14. The effect given to the statute in Hanson's Case (1900) 21 NSWLR 271 means that a riparian proprietor has no remedy as of right if a river is dammed by an upper owner so that no water reaches him, or if it is polluted and poisoned by the refuse of a factory. There is much to be said for the view that it would be contrary to elementary rules of construction to give to it any such effect in the absence of clear and unmistakable language. The view which I am disposed to take is that the Act does not directly affect any private rights, but gives to the Crown new rights - not riparian rights - which are superior to, and may be exercised in derogation of, private riparian rights, but that, until those new and superior rights are exercised, private rights can and do co-exist with them. However, the question of the correctness of Hanson's Case (1900) 21 NSWLR 271 was not fully argued, and it is perhaps better not to express a concluded opinion upon it in a case in which it is not strictly necessary to do so. (at p331)

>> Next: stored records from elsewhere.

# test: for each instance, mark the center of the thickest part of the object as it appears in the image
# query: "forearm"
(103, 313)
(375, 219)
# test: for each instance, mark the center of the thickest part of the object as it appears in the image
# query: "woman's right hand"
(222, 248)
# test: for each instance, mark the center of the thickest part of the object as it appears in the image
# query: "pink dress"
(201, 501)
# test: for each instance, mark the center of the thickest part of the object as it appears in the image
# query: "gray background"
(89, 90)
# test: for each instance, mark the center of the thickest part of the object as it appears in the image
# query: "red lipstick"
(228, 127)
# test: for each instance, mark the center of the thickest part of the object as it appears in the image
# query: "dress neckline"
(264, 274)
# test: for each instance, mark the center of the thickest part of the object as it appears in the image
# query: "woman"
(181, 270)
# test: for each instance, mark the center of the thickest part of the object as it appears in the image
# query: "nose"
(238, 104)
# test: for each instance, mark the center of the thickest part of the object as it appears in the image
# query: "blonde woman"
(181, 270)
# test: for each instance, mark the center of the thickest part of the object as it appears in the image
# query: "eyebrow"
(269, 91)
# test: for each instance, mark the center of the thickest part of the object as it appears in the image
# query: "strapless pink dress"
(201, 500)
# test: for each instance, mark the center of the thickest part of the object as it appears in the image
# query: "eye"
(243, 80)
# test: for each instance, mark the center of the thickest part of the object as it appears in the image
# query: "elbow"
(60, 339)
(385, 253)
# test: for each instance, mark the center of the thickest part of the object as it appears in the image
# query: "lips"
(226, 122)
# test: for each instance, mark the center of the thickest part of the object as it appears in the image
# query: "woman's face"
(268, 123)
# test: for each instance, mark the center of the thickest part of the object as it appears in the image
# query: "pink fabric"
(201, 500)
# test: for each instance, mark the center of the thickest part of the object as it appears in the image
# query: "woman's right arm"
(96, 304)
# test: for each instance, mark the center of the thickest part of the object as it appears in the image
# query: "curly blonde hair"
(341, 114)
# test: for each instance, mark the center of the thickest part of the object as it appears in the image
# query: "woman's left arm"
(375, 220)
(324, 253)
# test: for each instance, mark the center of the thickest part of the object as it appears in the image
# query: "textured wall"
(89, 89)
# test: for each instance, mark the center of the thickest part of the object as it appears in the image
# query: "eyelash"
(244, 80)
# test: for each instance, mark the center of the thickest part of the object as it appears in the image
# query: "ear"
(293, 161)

15. For the reasons given the argument of the defendant appellant, in my opinion, fails. There is one other matter which should be mentioned. The argument which I have been considering was the only argument put before the Full Court, and was, until just at the very close of counsel's address, the only argument put before this Court. Counsel had indeed more than once expressly disclaimed advancing any other argument. He had expressly accepted the verdict as a finding that the flood waters had followed a defined flood channel which had been obstructed by the erection of the levees. He had referred to Menzies v. Breadalbane (1828) 3 Bli (NS) 414 (4 ER 1387) and a number of other cases, but only with a view to showing that the right put in suit by the plaintiff was a "riparian" right, and therefore among the rights destroyed, according to Hanson's Case (1900) 21 NSWLR 271 by the statute. At the very end of his address, however, he made a brief submission, the effect of which I understood to be that flood waters on the defendant's land had not followed a defined course but had merely spread out over its land, that the levee banks had been erected by way of defence against a "common enemy", and that the case was covered by Gerrard v. Crowe (1921) 1 AC 395 . I do not think it possible that any such argument should be allowed to be raised at this stage. It is not merely that it was not raised at all in the Full Court, and not raised until a very late stage before this Court. What is more important, it does not appear to have been raised at the trial. The learned judge directed the jury without reference to it, and no objection relating to this point was taken to his charge. Moreover, counsel for the respondent referred us to certain evidence which, as it appears to me, would, if believed, make the decision in Gerrard v. Crowe (1921) 1 AC 395 irrelevant. I think that counsel for the appellant was justified in his initial decision to confine himself to the one argument, and that no other argument can now be entertained. (at p332)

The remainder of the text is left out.